По документам «наш дружок» красиво звался Алессандро Росси. Тут сыщикам не повезло: как сказал Марик, в Италии Росси – самая распространенная фамилия, а Алессандро входит в топ-список наиболее популярных имен.
– В одном только в Милане, откуда приехал наш дружок, нашлось восемьдесят два парня с такими именем и фамилией! – сказал еще Марик, и я поняла, что не зря плачу деньги «Пулитц и Партнер»: в самом деле, работают эти ребята быстро и нелениво!
Наш Алессандро Росси пребывал в возрасте сорока лет, хотя выглядел всего лишь на тридцать с небольшим. Но в этом ничего особо подозрительного не было – есть такие везунчики, которые до самой пенсии смотрятся юношами.
В Милане у Алекса имелась большая семья, с которой он кое-как поддерживал отношения, так что агентам «Пулитц и Партнер» не составило большого труда отыскать целую кучу людей, располагающих фотографиями Алессандро Росси во младенчестве, детстве и юности.
– Наши специалисты проанализировали эти снимки и подтвердили, что на них в разные годы запечатлен один и тот же человек, в этом нет никаких сомнений, – заверил меня Марик.
За разговором мы сильно сбавили скорость и размеренно трусили по дорожке, заодно уменьшив риск в потемках споткнуться о древесный корень.

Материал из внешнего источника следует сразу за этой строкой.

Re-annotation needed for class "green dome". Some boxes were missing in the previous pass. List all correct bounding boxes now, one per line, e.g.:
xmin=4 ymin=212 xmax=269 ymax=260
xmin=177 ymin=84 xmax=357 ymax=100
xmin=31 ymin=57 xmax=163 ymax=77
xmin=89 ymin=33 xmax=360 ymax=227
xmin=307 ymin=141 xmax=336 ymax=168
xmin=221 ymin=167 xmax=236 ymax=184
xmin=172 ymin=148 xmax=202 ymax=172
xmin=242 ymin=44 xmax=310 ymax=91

Мне было неудобно бежать и одновременно думать, хотелось сосредоточиться на чем-то одном.
– Присядем на минутку, – предложила я и потянула спутника в сторону от тропинки.
Там в заповедных папоротниках смирно лежало поваленное бурей дерево с замшелым стволом. Мы присели на эту относительно мягкую лесную «мебель» и оказались в полном уединении. Я не удержалась и процитировала на память:
– «Всякий, кому случалось побывать в Шварцвальде, скажет вам, что в другом месте никогда не увидишь таких высоких и могучих елей!»